Au final, c’est la remise en cause du système de valeurs sur lequel fonctionne notre société qui est visée.

Un rapide retour sur l’expérience algérienne. Années 1970 : 0 voile à l’université ; années 2000 : 95 % de voiles à l’université. Aujourd’hui un ami vient de publier un post sur Facebook : des magasins affichent que les femmes non voilées sont indésirables. Le feu est dans la maison. Pour paraphraser Alfred De Musset "On ne badine pas avec la laïcité".
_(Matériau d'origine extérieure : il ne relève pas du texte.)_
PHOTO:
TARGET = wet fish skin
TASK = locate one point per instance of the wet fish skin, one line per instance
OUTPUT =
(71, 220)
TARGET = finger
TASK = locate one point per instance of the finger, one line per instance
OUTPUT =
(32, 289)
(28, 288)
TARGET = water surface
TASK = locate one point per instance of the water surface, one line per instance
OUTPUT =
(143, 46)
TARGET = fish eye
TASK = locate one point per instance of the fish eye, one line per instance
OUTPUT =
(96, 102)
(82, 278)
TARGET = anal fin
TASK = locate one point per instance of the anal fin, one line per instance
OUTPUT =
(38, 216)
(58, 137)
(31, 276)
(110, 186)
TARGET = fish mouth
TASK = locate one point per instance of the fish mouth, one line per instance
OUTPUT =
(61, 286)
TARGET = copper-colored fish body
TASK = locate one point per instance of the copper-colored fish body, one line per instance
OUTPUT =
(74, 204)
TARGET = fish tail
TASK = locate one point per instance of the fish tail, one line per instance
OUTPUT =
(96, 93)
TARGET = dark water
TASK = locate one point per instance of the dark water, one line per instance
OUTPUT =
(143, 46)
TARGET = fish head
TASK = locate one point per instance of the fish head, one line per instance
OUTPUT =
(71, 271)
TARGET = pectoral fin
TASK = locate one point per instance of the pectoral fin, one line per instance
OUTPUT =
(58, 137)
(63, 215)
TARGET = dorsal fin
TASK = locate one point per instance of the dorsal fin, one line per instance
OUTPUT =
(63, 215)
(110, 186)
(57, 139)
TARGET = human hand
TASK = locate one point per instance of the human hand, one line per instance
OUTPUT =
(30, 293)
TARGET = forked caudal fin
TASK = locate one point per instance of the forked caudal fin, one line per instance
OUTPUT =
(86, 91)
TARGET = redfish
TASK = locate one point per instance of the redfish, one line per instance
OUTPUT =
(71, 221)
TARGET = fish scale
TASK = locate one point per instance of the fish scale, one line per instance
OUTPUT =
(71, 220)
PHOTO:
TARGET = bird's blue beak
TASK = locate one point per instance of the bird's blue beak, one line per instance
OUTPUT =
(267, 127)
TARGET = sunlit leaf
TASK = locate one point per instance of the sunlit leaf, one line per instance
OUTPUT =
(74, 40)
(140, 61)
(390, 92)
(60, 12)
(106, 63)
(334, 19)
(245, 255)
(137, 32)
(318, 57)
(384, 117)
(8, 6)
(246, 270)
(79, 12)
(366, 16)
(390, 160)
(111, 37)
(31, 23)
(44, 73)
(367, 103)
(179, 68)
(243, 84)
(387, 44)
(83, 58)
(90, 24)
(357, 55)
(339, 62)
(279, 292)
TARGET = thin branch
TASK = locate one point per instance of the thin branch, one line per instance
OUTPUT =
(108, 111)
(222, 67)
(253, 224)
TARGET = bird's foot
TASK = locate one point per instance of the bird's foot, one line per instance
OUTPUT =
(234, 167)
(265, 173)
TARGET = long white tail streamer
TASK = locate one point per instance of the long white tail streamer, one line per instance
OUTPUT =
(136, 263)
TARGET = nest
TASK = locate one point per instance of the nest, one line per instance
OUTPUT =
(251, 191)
Par ailleurs, pour qui est rôdé dans l’analyse du discours, forme et contenu, il est évident que celui de cette jeune fille a été appris par coeur ; il est loin d’exprimer et signifier une liberté de ton qui d’ailleurs n’est pas permise chez les islamistes. Pour l’exemple, dans une de ses déclarations sur le voile, Marwan Muhammad du CCIF reprend, mot pour mot, celle de Tarik Ramadan dans le livre Mon intime conviction, fût-elle très ambigüe comme d’habitude : "Il est anti-islamique d’imposer le voile à une femme et c’est une atteinte aux droits de l’Homme que de lui imposer de l’enlever". C’est, pourrait-on dire, le ni-ni à la sauce salafiste. Cette façon de diffuser la doctrine rappelle étrangement la pratique des sectes.

Au plan théorique, c’est ce qu’on appelle le relativisme culturel. Moi, je dis, je persiste et signe : respecter toues les cultures, oui ! Tout respecter dans ces cultures, non ! Mille fois non ! Car admettre la différence, cela ne signifie non plus s’interdire tout jugement sur des pratiques attestant un pouvoir de domination ou d’assujetissement, pour parler comme Henri Pena-Ruiz.

Enfin, cette jeune étudiante ne maîtrise pas son sujet ; elle ne sait pas si elle est syndicaliste, auquel cas son rôle est de défendre tous les étudiants(es). Ou si elle est militante féministe, et alors elle défend les femmes, certaines femmes, celles qui portent le voile, pas celles qu’un de ses mentors, Hani Ramadan considère « comme une pièce de monnaie qui circule de main en main ».

A l’image de ses gourous, et fidèle à la doctrine, elle est dans le « il n’y a pas qu’un seul féminisme ».

Au bout du compte, il semble plus plausible que cette étudiante était en service commandé ; d’autres l’on fait avant elles dans d’autres domaines : tester la résistance de la République.

Contrairement à ce qu’elle prétend, son voile n’a qu’un seul sens, le sens politique.